Overview

   

The trend in high performance computing is towards the use of Linux clusters. Concurrently, there has been a growing interest in the use of Linux clusters for scientific research at Berkeley Lab. For many, a cluster assembled from inexpensive commodity off-the-shelf hardware and open source software promises to be a cost effective way to obtain a high performance system.

Though many of the concepts are simple, it remains difficult for scientists to navigate a myriad of technologies in order to arrive at a cluster configuration that will meet their needs. Similarly, it is harder to efficiently manage a multi-node compute cluster than it is to do the same for a desktop workstation. Consequently, adopters of this technology have had to invest large amounts of effort to realize the full potential of their systems.

The Scientific Cluster Support program was developed to address the difficulties of obtaining and running a Linux cluster system so that PIs can have access to a dedicated resource that can provide the fast turnaround needed to faciliate scientific inquiry and development. The ultimate goal being to increase the overall use of scientific computing to Lab research projects, and to promote parallel computing within the Berkeley Lab community.



 

   

Service Description

The High Performance Computing Services Group in the IT Division offers the following services for LBNL and UC Berkeley researchers who own or want to acquire a Linux cluster to meet their computational needs.

  • Pre-purchase consulting - Understand customer application; Determine cluster hardware architecture and interconnect; Identify required software;
  • Procurement assistance - Assistance with developing a budget, development of RFP.
  • Setup and configuration - This includes installation and setup of the cluster hardware and networking; and installation and configuration of cluster software, scheduler, and applications software
  • Ongoing systems administration and cyber security - operating system and cluster software maintenance and upgrades; security updates; monitoring of cluster nodes; user accounts
  • Computer room space with networking and cooling - Clusters will be hosted in the either the Bldg 50B-1275 or Earl Warren Hall datacenter to insure access to sufficient electrical, cooling, and networking infrastructure.

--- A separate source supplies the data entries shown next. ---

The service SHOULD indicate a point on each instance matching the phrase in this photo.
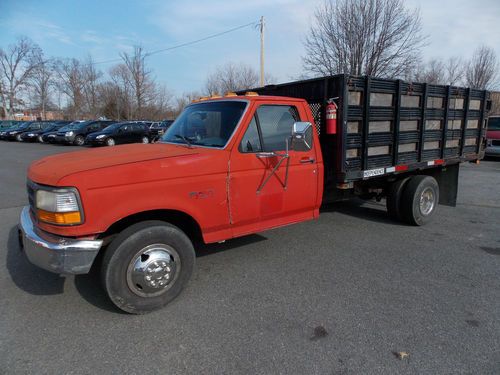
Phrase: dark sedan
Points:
(7, 124)
(36, 135)
(123, 132)
(75, 133)
(158, 128)
(11, 133)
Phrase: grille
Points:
(31, 195)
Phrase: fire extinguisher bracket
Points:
(331, 116)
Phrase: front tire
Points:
(79, 140)
(419, 200)
(146, 266)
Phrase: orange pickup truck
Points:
(240, 164)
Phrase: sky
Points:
(106, 28)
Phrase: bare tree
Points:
(41, 83)
(454, 71)
(231, 77)
(482, 70)
(17, 64)
(182, 101)
(375, 37)
(70, 81)
(122, 80)
(141, 79)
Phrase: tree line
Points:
(375, 37)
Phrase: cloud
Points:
(38, 29)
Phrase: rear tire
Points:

Clusters are hosted in a Supercluster infrastructure provided by HPC Services consisting of a dedicated firewall subnet; one-time password authentication; multiple interactive login nodes; access to shared third-party compilers, scientific libraries, and applications; shared home directory storage and Lustre parallel filesystem. This Supercluster infrastructure is used by all the clusters within the datacenter to facilitate the movement of researchers across projects and the sharing of compute resources.


Requirements

Systems in the SCS or Berkeley Research Computing Program must meet the following requirements to be eligible for support:

  • Intel x86-64 architecture
  • Participating cluster must have a minimum of 8 compute nodes
  • Dedicated cluster architecture. No interactive logins on compute nodes
  • Scientific Linux 6.x operating system
  • Warewulf3 cluster implementation toolkit
  • SchedMD SLURM scheduler or Adaptive Computing Moab or Maui scheduler with Torque resource manager
  • OpenMPI message passing library
  • All slave nodes only reachable from master node

Clusters that will be located in the datacenter must meet the following additional requirements

  • Rack mounted hardware required. Desktop form factor hardware not allowed
  • Equipment to be installed into APC Netshelter AR3300 computer racks using 2 ea. APC AP8867 PDUs. Prospective cluster owners should include the cost of these racks and PDUs into their planning budget

Rates

Berkeley Lab has determined that it will cover the cost of the Lab's HPC infrastructure including investment in the data center and the cost of maintaining HPC expertise. Therefore, PIs are only charged for the incremental effort of adding their cluster into our support pool. Pricing for PI-owned clusters can be calculated by using the following rates that apply to their configuration.

  • Master node: $300/mo.
  • Infiniband support: $300/mo.
  • Myrinet support: $100/mo.
  • Storage node: $300/mo. per compute node
  • IBM GPFS or Lustre support: $300/mo.
  • Compute node: $15/mo. per compute node
  • 1275 Data Center Colocation: $100/mo per rack

For example, support for a 20-node standalone cluster with an infiniband interconnect would be priced at:
$300/mo master + $300/mo. infiniband support + (20 nodes x $15/mo/node) = $880/mo.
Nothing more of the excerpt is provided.